Questions tagged [surrogate-key]

A key in a database table, that has no intrinsic logical meaning, and was introduced for better physical organization of the database or other technical reasons.

Terminology

  • A "superkey" is any set of attributes that, when taken together, uniquely identify rows in the table.
  • A minimal1 superkey is called "candidate key", or just "key".
  • A "natural key" is a key that is comprised from attributes that have intrinsic meaning and would be present in the data model even if there was no natural key on top of them.
  • A "surrogate key", on the other hand, has no intrinsic meaning and is introduced purely for technical reasons, as discussed below.

Properties of Surrogate Keys

If there is a natural key in the model, it cannot be replaced with a surrogate key. A surrogate key can only be created in addition to any existing natural keys.

So the engineering decision is not on surrogate versus natural key, but on surrogate + natural key versus the natural key alone.

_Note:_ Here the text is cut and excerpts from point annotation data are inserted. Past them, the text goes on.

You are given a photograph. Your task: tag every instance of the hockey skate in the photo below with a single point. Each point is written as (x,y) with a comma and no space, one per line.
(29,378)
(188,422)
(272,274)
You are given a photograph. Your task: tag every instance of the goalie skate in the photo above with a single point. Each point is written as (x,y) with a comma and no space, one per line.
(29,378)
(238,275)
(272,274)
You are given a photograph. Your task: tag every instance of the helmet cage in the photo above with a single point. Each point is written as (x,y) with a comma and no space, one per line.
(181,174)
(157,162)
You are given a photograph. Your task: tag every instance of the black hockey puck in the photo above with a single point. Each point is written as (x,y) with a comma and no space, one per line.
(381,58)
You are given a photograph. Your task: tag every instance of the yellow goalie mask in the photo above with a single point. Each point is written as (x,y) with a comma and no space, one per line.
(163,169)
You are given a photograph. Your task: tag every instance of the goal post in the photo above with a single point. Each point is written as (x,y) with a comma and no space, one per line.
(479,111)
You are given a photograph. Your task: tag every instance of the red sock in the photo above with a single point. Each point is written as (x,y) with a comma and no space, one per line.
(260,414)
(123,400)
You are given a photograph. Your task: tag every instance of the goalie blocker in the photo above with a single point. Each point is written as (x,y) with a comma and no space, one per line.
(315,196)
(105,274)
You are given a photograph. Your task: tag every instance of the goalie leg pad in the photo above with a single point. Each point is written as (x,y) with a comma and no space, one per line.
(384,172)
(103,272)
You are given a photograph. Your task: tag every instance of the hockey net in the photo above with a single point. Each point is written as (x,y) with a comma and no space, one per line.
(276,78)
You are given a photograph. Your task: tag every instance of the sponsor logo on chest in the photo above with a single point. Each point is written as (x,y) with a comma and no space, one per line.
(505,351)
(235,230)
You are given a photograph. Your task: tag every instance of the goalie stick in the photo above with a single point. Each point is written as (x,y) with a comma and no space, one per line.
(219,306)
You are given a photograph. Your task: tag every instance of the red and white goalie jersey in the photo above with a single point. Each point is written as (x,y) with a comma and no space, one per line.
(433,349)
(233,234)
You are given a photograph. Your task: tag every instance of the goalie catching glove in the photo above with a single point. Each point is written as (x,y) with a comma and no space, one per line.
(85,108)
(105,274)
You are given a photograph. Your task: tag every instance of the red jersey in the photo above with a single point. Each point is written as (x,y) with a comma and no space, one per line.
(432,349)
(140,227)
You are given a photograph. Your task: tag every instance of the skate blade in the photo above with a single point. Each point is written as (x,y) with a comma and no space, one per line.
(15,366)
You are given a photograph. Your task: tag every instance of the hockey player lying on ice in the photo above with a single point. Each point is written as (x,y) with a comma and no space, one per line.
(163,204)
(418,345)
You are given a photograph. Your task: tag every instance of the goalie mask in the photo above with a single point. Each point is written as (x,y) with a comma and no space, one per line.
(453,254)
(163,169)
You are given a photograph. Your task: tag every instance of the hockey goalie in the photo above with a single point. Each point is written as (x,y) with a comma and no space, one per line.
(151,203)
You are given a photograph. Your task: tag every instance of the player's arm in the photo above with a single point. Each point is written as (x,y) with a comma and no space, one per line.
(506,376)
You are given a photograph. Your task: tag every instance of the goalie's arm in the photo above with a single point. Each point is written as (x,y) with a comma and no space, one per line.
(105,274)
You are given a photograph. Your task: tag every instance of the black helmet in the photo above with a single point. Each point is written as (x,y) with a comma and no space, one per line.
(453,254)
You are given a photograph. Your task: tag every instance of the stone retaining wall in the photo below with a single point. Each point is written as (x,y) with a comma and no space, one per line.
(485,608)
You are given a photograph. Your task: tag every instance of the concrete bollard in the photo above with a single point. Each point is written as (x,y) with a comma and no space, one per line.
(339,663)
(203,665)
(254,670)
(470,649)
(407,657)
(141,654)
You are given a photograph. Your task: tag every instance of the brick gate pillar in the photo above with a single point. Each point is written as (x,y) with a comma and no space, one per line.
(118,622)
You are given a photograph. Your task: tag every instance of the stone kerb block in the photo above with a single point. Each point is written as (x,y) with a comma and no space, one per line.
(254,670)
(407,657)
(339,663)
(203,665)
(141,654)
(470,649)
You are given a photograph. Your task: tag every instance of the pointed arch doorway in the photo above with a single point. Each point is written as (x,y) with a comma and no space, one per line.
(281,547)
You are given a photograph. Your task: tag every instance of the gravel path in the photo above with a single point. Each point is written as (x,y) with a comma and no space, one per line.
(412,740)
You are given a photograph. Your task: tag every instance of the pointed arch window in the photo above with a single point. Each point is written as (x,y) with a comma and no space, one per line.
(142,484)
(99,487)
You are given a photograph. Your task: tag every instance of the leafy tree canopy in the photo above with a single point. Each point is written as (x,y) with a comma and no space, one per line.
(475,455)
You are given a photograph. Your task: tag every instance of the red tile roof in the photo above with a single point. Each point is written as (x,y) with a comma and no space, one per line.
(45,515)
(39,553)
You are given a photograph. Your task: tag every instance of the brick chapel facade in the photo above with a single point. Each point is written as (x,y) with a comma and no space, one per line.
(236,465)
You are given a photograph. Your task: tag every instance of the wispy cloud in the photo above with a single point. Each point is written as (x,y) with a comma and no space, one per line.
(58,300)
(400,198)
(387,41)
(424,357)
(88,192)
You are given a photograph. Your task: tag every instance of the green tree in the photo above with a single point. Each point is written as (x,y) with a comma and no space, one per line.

Having a surrogate key + natural key:

  • May make the FOREIGN KEYs in child tables slimmer.2
  • The surrogate never needs to change, and therefore never incurs ON UPDATE CASCADE referential action.
  • May be more friendly to object-relational mapping (ORM) tools.

Having only a natural key:

  • Makes the parent table slimmer.3
  • May play better with clustering.4
  • May make JOINs unnecessary in some situations.5
  • May be needed for correctly modeling certain kinds of diamond-shaped dependencies. For example, the following model guarantees that if B and C are connected to the same D, they must also be connected to the same A:

    enter image description here

    Note how A_ID gets propagated from the "diamond" top, down both sides and then is merged at the bottom.

Typical Implementations of Surrogate Keys

Most commonly, a surrogate key is implemented as an auto-incremented integer. Examples:

  • Oracle supports the SEQUENCE object, that can be used either directly in INSERT statement, or through an ON INSERT trigger.
  • MS SQL Server has the IDENTITY data type, and from the 2012 version, the explicit SEQUENCE object as well.
  • PostgreSQL supports the explicit SEQUENCE object, as well as the serial types that use sequences implicitly.
  • MySQL has the AUTO_INCREMENT attribute.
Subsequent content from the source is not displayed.